Performance issue with multithreaded computation with matrix operations at its heart (Threads.@threads vs. BLAS threads)

While trying to speed up a long computation with chunking more threads on it, I ran into an interesting problem. I found several related threads here, but I couldn’t find a convincing answer, nor a solution to my issue.

Here’s an MVP of my issue. Consider the following definitions:

julia> using LinearAlgebra, BenchmarkTools
julia> ts = 1:10; xs = rand(1000, 10);
julia> function fit(x, y, degree)
           return qr([x_n ^ k for x_n in x, k in 0:degree]) \ y
       end

And then I run the following measurements, with JULIA_NUM_THREADS=8:

julia> @benchmark (for row in $(collect(eachrow(xs))); fit(ts, row, 3); end)
BenchmarkTools.Trial: 1156 samples with 1 evaluation.
 Range (min … max):  4.181 ms …   6.373 ms  ┊ GC (min … max): 0.00% … 0.00%
 Time  (median):     4.228 ms               ┊ GC (median):    0.00%
 Time  (mean ± σ):   4.326 ms ± 284.965 μs  ┊ GC (mean ± σ):  0.76% ± 3.36%

  ▄██▃▁                ▁                                       
  █████▆▆▅▆▅▅▅▄▅▅▄▄▄▅▁▆██▆▆▅▆█▅▄▄▁▅▁▄▅▁▄▄▁▅▄▄▅▅▇▇▆▆▅▄▅▁▅▁▅▁▄▅ █
  4.18 ms      Histogram: log(frequency) by time      5.48 ms <

 Memory estimate: 1.50 MiB, allocs estimate: 8000.
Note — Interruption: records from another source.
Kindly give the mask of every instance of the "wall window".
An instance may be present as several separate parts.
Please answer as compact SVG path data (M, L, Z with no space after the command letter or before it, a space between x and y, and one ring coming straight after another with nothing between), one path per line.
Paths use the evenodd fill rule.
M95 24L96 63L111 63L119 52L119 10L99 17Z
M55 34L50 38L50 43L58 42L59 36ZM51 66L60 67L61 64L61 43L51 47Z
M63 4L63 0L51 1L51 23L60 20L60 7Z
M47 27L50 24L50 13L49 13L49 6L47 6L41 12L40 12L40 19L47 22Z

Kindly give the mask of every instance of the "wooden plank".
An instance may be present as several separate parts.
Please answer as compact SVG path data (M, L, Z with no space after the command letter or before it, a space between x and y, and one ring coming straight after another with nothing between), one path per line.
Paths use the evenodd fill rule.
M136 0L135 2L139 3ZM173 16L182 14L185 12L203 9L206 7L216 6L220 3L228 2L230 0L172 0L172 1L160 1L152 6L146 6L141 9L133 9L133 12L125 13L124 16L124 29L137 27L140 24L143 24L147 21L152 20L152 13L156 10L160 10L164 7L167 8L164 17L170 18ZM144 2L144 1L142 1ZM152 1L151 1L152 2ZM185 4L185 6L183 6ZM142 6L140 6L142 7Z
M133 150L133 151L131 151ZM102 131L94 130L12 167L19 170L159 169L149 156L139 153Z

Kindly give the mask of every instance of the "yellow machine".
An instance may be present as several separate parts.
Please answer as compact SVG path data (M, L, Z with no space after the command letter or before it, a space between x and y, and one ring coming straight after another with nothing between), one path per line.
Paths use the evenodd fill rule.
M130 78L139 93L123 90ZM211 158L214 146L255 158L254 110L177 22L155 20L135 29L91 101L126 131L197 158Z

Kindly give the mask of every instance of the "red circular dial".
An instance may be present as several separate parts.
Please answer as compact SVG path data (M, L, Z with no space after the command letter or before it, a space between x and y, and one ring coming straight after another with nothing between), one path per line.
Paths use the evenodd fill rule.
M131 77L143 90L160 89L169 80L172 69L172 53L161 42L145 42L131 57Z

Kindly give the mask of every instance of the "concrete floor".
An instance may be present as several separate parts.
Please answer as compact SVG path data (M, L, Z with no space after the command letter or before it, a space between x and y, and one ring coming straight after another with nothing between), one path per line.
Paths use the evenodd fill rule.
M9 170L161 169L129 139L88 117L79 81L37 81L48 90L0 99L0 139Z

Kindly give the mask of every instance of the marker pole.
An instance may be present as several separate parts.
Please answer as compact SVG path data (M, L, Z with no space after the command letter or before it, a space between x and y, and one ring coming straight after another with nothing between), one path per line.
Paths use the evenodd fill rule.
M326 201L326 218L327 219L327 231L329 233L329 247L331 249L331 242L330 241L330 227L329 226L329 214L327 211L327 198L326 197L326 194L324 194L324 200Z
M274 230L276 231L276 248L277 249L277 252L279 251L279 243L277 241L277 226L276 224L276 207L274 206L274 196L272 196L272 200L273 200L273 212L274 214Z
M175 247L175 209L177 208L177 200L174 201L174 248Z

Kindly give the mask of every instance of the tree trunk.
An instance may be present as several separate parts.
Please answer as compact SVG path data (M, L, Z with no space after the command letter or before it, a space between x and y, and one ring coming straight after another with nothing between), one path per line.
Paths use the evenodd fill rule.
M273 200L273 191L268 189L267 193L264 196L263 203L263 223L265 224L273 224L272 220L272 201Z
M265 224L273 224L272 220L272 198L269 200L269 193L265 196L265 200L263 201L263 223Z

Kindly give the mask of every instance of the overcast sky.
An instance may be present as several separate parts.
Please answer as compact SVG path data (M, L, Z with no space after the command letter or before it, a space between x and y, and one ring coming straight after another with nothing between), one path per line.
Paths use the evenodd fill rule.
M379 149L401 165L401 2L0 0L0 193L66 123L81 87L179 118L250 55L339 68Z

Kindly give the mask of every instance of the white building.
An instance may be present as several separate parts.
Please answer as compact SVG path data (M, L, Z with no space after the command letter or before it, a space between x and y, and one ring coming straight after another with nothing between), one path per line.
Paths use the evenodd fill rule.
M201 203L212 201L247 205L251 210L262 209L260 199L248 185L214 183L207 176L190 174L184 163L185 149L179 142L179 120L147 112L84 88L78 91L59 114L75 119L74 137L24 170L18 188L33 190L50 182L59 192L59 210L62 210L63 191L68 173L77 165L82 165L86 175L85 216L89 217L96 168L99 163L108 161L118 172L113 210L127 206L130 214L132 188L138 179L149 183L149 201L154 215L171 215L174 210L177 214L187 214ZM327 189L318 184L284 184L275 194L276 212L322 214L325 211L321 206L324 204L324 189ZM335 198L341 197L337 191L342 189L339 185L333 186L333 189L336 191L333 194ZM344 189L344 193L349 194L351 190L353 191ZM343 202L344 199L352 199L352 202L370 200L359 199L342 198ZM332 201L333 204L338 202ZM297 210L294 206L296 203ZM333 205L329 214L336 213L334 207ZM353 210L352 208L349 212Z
julia> @benchmark @threads (for row in $(collect(eachrow(xs))); fit(ts, row, 3); end)
BenchmarkTools.Trial: 314 samples with 1 evaluation.
 Range (min … max):  12.338 ms … 69.561 ms  ┊ GC (min … max): 0.00% … 77.62%
 Time  (median):     15.782 ms              ┊ GC (median):    0.00%
 Time  (mean ± σ):   15.939 ms ±  3.073 ms  ┊ GC (mean ± σ):  1.08% ±  4.38%

                                        ▂▂▃█ ▁▄▃▆▄             
  ▂▁▁▁▁▁▁▁▁▁▁▁▁▁▁▁▁▁▁▁▁▁▂▂▁▁▃▃▂▁▂▃▁▃▃▅▃▆██████████▅▂▃▁▁▂▁▁▁▁▂ ▃
  12.3 ms         Histogram: frequency by time        17.1 ms <

 Memory estimate: 1.50 MiB, allocs estimate: 8049.
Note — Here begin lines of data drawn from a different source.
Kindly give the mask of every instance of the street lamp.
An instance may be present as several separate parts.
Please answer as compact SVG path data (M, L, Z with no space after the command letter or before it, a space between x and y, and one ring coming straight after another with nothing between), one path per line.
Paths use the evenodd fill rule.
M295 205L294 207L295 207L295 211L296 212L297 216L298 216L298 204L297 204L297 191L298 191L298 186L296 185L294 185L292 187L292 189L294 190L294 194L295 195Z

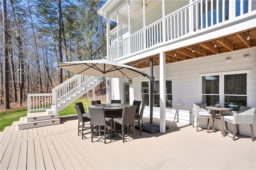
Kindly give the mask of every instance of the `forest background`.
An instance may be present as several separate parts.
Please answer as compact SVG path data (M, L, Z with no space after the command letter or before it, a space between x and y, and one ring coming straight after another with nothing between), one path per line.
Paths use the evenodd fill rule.
M97 14L106 0L1 1L2 110L22 107L28 93L51 93L74 75L59 62L106 55L106 22Z

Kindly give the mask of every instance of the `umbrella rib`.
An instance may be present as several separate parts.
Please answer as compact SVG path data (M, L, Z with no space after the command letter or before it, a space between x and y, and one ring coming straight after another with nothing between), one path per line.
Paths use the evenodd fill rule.
M148 75L147 74L144 74L144 73L141 73L141 72L140 72L140 71L138 71L135 70L133 69L131 69L130 68L127 68L127 69L129 69L129 70L130 70L133 71L134 71L134 72L136 72L136 73L139 73L139 74L141 74L143 76L144 76L144 77L148 77Z
M86 69L85 69L83 70L82 71L79 72L79 73L78 73L78 74L79 74L81 73L82 73L82 72L83 71L84 71L86 70L88 70L88 69L90 69L90 68L92 68L92 69L95 69L96 70L98 70L98 71L101 71L102 72L102 71L100 68L99 68L99 67L97 67L96 66L96 64L94 64L93 63L92 64L92 65L93 65L93 66L94 66L96 68L94 67L92 67L92 66L91 66L91 65L88 65L86 63L84 63L83 64L87 65L87 66L89 67L88 67L88 68L86 68Z

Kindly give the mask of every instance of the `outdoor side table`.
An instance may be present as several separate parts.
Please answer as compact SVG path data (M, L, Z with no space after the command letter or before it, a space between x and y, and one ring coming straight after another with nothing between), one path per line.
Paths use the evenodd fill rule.
M210 125L211 124L211 120L212 119L213 120L213 127L214 132L214 121L215 119L215 111L220 111L220 121L221 121L221 134L222 134L223 137L225 136L225 133L224 132L224 127L223 126L223 111L229 111L231 110L231 108L227 107L216 107L214 106L207 106L206 108L210 110L212 112L211 116L210 117L210 121L208 124L208 128L207 128L207 133L209 133L209 130L210 129Z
Notice how the execution time went up, even though the computation runs on 8 threads instead of 1. If I observe CPU usage in htop, it is obvious that most of the resources are wasted in system calls, most of the bars are red. I found suggestions in various threads that calling BLAS.set_num_threads(1) could improve the situation, but in my case, it has no visible effect, I get identical results.
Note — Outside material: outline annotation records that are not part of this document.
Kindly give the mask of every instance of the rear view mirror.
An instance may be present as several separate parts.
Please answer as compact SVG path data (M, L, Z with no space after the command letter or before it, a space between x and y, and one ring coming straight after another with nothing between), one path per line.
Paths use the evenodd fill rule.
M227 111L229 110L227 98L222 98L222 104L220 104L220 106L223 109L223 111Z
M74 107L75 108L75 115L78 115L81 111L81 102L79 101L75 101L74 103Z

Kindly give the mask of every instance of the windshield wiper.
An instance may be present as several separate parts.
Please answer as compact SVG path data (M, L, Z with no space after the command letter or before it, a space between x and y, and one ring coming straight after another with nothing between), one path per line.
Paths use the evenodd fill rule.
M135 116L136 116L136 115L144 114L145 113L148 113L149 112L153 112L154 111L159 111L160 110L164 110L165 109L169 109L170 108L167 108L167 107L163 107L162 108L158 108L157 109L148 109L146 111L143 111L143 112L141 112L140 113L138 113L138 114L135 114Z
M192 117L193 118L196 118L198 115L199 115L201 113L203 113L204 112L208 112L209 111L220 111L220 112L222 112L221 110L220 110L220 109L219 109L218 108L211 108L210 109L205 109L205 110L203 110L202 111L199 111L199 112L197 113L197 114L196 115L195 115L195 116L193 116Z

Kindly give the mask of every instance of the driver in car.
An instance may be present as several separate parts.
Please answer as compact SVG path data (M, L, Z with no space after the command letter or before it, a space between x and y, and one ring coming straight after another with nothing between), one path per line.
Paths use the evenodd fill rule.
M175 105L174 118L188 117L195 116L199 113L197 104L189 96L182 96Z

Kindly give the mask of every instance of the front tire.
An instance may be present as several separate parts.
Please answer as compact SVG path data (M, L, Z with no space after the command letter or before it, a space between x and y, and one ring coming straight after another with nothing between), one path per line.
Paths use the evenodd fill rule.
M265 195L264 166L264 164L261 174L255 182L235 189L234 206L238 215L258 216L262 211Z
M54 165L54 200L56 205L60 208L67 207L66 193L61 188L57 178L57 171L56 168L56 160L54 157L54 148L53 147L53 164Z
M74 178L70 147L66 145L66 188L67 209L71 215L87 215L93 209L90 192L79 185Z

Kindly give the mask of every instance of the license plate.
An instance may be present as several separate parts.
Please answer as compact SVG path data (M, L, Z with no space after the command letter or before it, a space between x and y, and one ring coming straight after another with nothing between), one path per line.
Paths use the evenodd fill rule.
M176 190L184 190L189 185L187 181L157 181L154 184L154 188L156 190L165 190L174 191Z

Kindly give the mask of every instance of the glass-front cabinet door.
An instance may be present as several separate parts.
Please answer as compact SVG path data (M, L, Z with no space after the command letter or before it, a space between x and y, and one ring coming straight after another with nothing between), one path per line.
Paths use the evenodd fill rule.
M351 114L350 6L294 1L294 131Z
I’m guessing that the Julia threads compete for the LAPACK library calls, which thus constitutes a bottleneck, but I don’t know how to get around this issue. Ideally, the (more elaborate) computation would be running on a 64 core CPU, which is currently sitting mostly idle, because I can only run this on a single thread.

Any ideas?

Okay, I found something interesting. If I remove the qr decomposition from fit, the single-threaded solution slows down by a factor of 2, but the multi-threaded solution suddenly becomes a lot more efficient:

julia> function fit(x, y, degree)
           return [x_n ^ k for x_n in x, k in 0:degree] \ y
       end

julia> @benchmark (for row in $(collect(eachrow(xs))); fit(ts, row, 3); end)
BenchmarkTools.Trial: 568 samples with 1 evaluation.
 Range (min … max):  7.684 ms …  11.128 ms  ┊ GC (min … max): 15.37% … 14.02%
 Time  (median):     8.694 ms               ┊ GC (median):    15.73%
 Time  (mean ± σ):   8.803 ms ± 628.737 μs  ┊ GC (mean ± σ):  20.52% ±  5.92%

         ▂▄█▆▅▄▆█▆▄      ▂   ▁▃▄▆▅▄ ▄ ▂                        
  ▄▃▄▄▄▅████████████▄▄▆▃▄█▆▆▇██████▇███▄▅▅▄▄▂▆▄▄▄▂▂▂▁▁▂▁▂▁▁▃▃ ▄
  7.68 ms         Histogram: frequency by time        10.6 ms <

 Memory estimate: 69.03 MiB, allocs estimate: 45000.

julia> @benchmark @threads (for row in $(collect(eachrow(xs))); fit(ts, row, 3); end)
BenchmarkTools.Trial: 2620 samples with 1 evaluation.
 Range (min … max):  1.028 ms … 24.744 ms  ┊ GC (min … max):  0.00% … 11.35%
 Time  (median):     1.375 ms              ┊ GC (median):     0.00%
 Time  (mean ± σ):   1.903 ms ±  1.430 ms  ┊ GC (mean ± σ):  25.81% ± 25.75%

   ▂▄▅▅██▆▂▁▁                                    ▁▁ ▁▄▅▃     ▁
  ▇██████████▇▇▇▆▇▇▆▅▄▃▃▁▁▄▃▁▁▁▁▁▁▁▁▁▁▁▁▁▁▁▁▁▁▃▅█████████▇▆▅ █
  1.03 ms      Histogram: log(frequency) by time      4.3 ms <

 Memory estimate: 69.03 MiB, allocs estimate: 45049.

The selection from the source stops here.